Shock of the new

6 min read

Maverick plantsperson Harald Sauer has burst on to the international horticultural scene with his bold, norm-breaking approach to planting in public parks in Germany

WORDS STEPHANIE MAHON PHOTOGRAPHS CLAIRE TAKACS

Harald Sauer is the most interesting plantsperson you probably haven’t heard of. A master gardener, he leads the team at Ebertpark in Ludwigshafen, southwest Germany – a public park he has put on the horticultural map with his creative and daring, habitat-based planting designs, including his interesting solutions to the thorny question of maintenance. They range from borders where ground elder is purposely left to mingle prettily with tough perennials, to unusual, eye-popping displays of annuals and tender plants – bedding, yes, but not as you know it.

Those who have already visited marvel at his unorthodox approach, but, owing to a simple language barrier, the rest of us in the English-speaking gardening world have been missing out. That’s likely to change now that Harald has been launched on to the international stage with his new designs for Luisenpark in the nearby city of Mannheim. It was the venue for the national garden show, BUGA23, and the much talked-about Dynamic Vision Symposium last summer, where the top dogs of planting design came from all over the globe to talk shop. The park was first created back in 1975, as the site for that year’s BUGA, and went on to function – as most public parks do – as a place for leisure activities and often questionable horticulture.

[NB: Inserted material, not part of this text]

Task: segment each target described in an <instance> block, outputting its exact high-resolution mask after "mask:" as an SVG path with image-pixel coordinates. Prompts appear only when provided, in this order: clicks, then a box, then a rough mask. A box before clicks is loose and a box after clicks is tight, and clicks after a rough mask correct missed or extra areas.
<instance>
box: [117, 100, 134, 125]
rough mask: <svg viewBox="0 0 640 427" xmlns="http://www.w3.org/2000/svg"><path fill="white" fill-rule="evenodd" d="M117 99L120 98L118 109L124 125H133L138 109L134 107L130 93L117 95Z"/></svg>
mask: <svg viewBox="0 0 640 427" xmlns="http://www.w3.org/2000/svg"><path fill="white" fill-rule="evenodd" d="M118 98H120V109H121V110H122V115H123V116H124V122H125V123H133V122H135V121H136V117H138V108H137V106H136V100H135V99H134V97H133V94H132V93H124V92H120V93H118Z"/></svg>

Fast forward to mid-pandemic, in August 2020, when Luisenpark’s horticultural director Ellen Oswald approached Harald about helping to change the park’s entrance area in time for the 2023 show, to add a bit of Ebertpark-style zhuzh. “The plantings were all annuals, very colourful – very old fashioned,” Harald explains. “We went around together and Ellen pointed out several areas she thought we could change.”

Ellen asked him to redo a strip where people come into the park, but he wasn’t convinced it would have any impact. “All the places we looked at added up to about 300 square metres, but they were in single pieces that were just too small to create good perennial planting. So I said, ‘If you want me to do it my way, I’ll need a little more space… or a lot more.’” So, Ellen gave him free rein, which was pretty brave, Harald says, because BUGA is a big, months-long show, where everyone expects lots of colourful blooms in bedding displays.